= Paul Leonard Schäffer =

German composer, conductor and pianist

Paul Leonard Schäffer (born 16 March 1987) is a German composer, conductor and pianist.

== Life ==
Born in Hannover, Schäffer received his first piano lessons at the age of five and a short time later became a member of the Knabenchor Hannover. At the age of 16, he received his first organ lessons from Torsten Meyer. He studied music composition at the Hochschule für Musik und Darstellende Kunst Frankfurt am Main with Gerhard Müller-Hornbach, church music with Martin Lücker (organ) as well as conducting with Wojciech Rajski at the same university. Further studies with Beat Furrer, Mark Andre, as well as song accompaniment and accompaniment lessons with Eugen Wangler and Helmut Deutsch complemented his musical education.
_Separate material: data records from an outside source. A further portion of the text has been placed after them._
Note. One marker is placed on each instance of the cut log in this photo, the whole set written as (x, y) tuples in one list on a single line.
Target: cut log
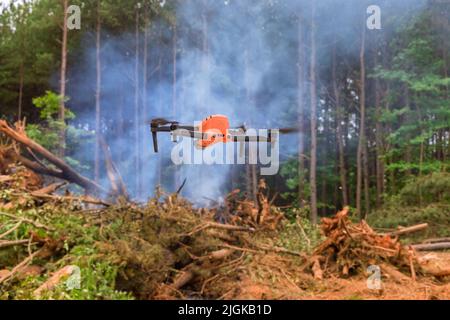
[(67, 172), (411, 229), (394, 274), (316, 269), (50, 188), (436, 240), (432, 246)]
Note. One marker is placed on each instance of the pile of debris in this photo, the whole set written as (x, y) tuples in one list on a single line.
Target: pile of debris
[(351, 248)]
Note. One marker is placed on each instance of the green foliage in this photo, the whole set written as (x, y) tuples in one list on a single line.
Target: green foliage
[(299, 234), (433, 188), (98, 271)]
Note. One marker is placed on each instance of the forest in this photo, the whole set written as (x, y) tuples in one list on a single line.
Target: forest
[(358, 92)]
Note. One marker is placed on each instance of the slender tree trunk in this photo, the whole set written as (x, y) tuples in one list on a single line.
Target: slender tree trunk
[(366, 175), (174, 90), (379, 145), (301, 114), (62, 81), (251, 174), (339, 137), (97, 97), (313, 164), (362, 127), (21, 81), (144, 184), (136, 109)]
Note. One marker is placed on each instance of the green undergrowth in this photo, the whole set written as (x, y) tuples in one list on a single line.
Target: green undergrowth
[(79, 244), (423, 199)]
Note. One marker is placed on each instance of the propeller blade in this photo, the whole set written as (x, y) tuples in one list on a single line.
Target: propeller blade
[(288, 130)]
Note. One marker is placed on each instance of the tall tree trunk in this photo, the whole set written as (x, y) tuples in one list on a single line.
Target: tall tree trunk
[(21, 81), (174, 91), (362, 127), (136, 109), (251, 174), (301, 73), (313, 164), (339, 137), (97, 97), (366, 175), (62, 81), (379, 139), (143, 184)]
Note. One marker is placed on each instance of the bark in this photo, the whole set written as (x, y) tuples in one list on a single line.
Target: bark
[(362, 128), (62, 83), (97, 97), (379, 141), (301, 113), (432, 246), (313, 164), (408, 230), (144, 185), (136, 109), (21, 81), (339, 137)]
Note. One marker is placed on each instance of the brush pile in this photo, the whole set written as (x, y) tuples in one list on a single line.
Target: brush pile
[(350, 249)]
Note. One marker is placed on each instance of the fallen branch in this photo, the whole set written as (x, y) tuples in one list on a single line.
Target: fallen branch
[(407, 230), (436, 240), (20, 266), (216, 225), (394, 274), (50, 188), (432, 246), (316, 269), (55, 279), (67, 172), (85, 199), (34, 223), (8, 243)]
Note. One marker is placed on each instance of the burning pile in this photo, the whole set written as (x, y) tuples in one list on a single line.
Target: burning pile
[(350, 249)]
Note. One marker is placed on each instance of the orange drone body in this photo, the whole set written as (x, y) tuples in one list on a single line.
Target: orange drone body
[(214, 129)]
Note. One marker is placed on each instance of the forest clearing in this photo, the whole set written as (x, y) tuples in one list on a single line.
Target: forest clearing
[(224, 150)]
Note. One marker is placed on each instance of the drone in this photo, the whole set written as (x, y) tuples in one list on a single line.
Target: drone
[(211, 130)]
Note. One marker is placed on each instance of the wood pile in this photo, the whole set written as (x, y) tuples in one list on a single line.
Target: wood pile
[(350, 248)]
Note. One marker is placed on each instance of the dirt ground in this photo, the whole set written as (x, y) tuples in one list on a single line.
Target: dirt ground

He is a scholarship holder of the Aribert-Reimann-Stiftung, the "Paul-Hindemith und Heinrich-Mann-Stipendiums" of the Landesmusikrat Hessen and since 2010 he has been supported and sponsored by Yehudi Menuhin Live Music Now Frankfurt am Main.
In the year 2014 he was finalist of the orchestra composition competition of the Weimarer Frühjahrstage für zeitgenössische Musik.

His works have been performed by the Internationale Ensemble Modern Akademie, of the Jenaer Philharmonie, as well as by the ensemble "l'Autre mOnde". Performances took place at the Staatstheater Wiesbaden, the Alte Oper Frankfurt and in the context of the Rheingau Musik Festival, of the Festival junger Künstler Bayreuth, der Kasseler Musiktage und der Handel-Festspiele Karlsruhe statt.

In February 2012 he made his debut as musical director of The Threepenny Opera with the Staatsphilharmonie Rheinland-Pfalz at Theater im Pfalzbau Ludwigshafen. The production was awarded with the golden bird at the 3rd Papageno-Award. In January 2016. he took over the musical direction of the Figuralchor Frankfurt.

== Awards and scholarships ==
- since 2010: Funding by the Yehudi Menuhin Live Music Now Frankfurt am Main e.V.
- 2011/2012: Scholarship of the Aribert-Reimann-Stiftung.
- 2013: Scholarship holder of the "Paul-Hindemith und Heinrich-Mann-Stipendium" of the Landesmusikrat Hessen, Paul-Hindemith and Heinrich-Mann-Stipendium.
- 2014: Finalist at the orchestra composition competition of the Weimarer Frühjahrstage für zeitgenössische Musik.

== Work ==

=== Lied ===
- "Six Songs" after poems by Georg Trakl (2011), for baritone and piano; premiere: 25 January 2011, UdK Berlin.
- "Five Landscapes" based on poems by Georg Heym (2013), for bass and piano; premiere: 1 December 2014, Deutsche Oper Berlin, commissioned by the Bundeswettbewerb Gesang Berlin.

=== Chamber music ===
- Die Mahnworte des Ipuwer after an ancient Egyptian poem (2009), for two sopranos and percussion; premiere: 31 October 2009, alte Brüderkirche Kassel, commissioned by the Kasseler Musiktage 2009.
- Drei Intermezzi for ensemble on historical instruments (2013); 17 August 2013, Kloster Eberbach in the context of the Rheingau Musik Festival 2013.

=== Musical theatre ===
- Büchners Frauen, music theatre based on texts by Georg Büchner (2011–2013); UA: 24 May 2013, Staatstheater Wiesbaden.
- Eine Kapitulation, a comedy in antique style based on a libretto by Richard Wagner (2010); UA: 24 August 2010, Das Zentrum Bayreuth, commissioned work of the Festival junger Künstler Bayreuth.

=== Orchestral works ===
- et par la porte ouverte la perspective du hasard for orchestra (2013); UA: 27 April 2013, E-Werk Weimar.